Maden Mühendisleri Odası'nın istatistiklerine göre 2008'de 43, 2009'da 92 kişi madenlerdeki iş kazalarında hayatını kaybetmiştir.
Türkiye, Uluslararası Çalışma Örgütü'nün (ILO) 176 numaralı "Madenlerde Güvenlik ve Sağlık Sözleşmesi"ni hâlâ imzalamıştır.

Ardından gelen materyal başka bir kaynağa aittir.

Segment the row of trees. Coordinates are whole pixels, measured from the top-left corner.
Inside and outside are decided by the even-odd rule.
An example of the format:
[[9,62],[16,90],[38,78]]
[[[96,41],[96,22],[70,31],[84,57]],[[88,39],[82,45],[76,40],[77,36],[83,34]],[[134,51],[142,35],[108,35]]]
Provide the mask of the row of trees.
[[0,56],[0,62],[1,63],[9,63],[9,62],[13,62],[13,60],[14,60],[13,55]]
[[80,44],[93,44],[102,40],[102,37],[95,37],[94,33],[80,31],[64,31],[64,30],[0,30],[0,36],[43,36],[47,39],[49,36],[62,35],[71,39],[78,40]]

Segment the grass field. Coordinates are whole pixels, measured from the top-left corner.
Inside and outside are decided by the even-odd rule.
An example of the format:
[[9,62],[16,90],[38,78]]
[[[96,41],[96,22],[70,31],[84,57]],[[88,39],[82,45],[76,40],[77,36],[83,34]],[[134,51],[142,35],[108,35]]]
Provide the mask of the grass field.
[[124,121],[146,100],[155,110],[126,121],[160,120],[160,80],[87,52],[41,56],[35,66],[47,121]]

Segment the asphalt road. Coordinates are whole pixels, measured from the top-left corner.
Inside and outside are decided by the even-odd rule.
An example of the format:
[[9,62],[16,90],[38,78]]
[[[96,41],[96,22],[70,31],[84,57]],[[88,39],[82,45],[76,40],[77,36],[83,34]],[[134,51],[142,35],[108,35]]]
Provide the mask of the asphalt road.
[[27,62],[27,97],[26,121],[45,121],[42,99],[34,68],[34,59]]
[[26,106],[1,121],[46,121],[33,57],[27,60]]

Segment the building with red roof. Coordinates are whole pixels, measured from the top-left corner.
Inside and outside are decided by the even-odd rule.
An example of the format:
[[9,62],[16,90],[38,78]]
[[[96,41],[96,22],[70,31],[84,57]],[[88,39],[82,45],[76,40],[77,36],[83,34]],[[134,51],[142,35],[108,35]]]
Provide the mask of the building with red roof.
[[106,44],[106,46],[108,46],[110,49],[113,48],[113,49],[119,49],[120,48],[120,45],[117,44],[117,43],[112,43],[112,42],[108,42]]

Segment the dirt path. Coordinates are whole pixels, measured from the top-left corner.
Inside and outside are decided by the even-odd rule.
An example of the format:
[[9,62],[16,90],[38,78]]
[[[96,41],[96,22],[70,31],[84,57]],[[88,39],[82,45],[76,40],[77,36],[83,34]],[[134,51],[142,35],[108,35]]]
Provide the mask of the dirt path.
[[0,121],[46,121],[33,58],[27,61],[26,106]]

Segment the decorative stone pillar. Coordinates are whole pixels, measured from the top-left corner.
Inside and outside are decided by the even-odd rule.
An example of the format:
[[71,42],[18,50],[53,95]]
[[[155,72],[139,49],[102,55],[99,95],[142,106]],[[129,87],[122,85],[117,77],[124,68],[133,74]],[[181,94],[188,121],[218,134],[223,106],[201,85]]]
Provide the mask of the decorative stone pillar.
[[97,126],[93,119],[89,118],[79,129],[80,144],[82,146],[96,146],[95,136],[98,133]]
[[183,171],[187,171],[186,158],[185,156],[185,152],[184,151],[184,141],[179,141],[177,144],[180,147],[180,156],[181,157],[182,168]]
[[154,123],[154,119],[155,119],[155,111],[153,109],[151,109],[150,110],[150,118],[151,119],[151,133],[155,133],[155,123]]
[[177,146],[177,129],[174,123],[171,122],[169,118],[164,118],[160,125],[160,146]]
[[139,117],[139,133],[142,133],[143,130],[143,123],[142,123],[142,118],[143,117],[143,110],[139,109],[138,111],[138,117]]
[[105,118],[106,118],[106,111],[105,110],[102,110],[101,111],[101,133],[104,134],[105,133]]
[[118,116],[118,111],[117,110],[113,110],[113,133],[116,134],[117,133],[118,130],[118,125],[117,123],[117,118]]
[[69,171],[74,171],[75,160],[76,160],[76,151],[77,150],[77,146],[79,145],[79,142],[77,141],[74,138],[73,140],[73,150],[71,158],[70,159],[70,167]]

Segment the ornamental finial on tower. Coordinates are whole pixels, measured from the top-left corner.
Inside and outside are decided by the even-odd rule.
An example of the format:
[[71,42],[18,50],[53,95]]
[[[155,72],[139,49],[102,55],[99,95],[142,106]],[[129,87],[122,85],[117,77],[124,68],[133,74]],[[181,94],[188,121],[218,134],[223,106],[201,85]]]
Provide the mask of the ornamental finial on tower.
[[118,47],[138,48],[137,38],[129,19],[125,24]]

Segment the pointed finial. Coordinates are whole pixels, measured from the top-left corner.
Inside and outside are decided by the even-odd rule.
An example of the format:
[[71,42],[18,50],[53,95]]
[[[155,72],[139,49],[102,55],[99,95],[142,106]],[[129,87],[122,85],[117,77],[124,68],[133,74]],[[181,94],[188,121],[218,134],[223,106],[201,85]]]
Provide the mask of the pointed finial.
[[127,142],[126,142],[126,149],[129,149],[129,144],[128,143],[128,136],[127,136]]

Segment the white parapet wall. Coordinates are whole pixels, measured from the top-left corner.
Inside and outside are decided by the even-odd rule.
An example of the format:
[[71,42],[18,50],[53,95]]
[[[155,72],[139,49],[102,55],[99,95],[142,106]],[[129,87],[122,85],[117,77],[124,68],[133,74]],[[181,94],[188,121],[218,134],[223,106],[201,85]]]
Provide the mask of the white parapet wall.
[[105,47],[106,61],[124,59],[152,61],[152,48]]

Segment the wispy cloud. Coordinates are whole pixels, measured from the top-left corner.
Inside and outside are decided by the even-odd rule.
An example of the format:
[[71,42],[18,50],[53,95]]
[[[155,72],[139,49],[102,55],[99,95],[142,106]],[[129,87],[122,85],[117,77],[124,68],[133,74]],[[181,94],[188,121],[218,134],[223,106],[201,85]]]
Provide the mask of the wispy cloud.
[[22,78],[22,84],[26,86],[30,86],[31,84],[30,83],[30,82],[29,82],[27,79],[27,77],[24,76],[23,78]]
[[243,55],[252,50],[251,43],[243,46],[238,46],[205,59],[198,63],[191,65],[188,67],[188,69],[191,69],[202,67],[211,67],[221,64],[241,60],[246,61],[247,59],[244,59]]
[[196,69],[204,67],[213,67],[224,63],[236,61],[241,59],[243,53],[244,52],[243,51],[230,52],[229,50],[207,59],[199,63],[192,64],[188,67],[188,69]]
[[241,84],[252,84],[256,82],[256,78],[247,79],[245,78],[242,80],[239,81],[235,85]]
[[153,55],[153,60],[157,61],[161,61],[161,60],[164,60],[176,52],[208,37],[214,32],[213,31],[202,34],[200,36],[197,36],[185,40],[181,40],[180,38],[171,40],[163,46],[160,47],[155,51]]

TTB Çalışan Sağlığı Etik Bidirgesi’nde belirtildiği gibi ;
“Çalışma hakkı en temel insan haklarından biridir. Bu hak tek başına bir anlam ifade etmeyeceği gibi, diğer temel haklardan olan yaşam hakkının özünü ihlal etmeyen sağlıklı ve güvenli bir iş ortamlarının sağlanmasıyla mümkün kılınabilir.Sağlıklı ve güvenli ortamlarda yaşama her bireyin temel hakkı olduğuna göre çalışma hakkının kullanımı sırasında işyerlerinin, çalışanların beden bütünlüğünü ve sağlığını bozacak etmenlerden arındırılması esastır. Bu nedenle çalışanların sağlığının korunması kamusal bir alandır ve kamusal bir örgütlenme modeliyle bu alanın yapılandırılması gerekmektedir. Çalışanların sağlık ve güvenliğinden devlet asli sorumludur. İş yaşamında devlet, çalışanlar, işverenler ve sendikalar ile birlikte işyeri hekimleri - iş güvenliği mühendisleri ve onların meslek örgütleri bu alanın sosyal taraflarıdır.”
Kavramlar ve eşitsiz dağıtım süreci yaşam alanlarımızı daraltmaya devam ediyor.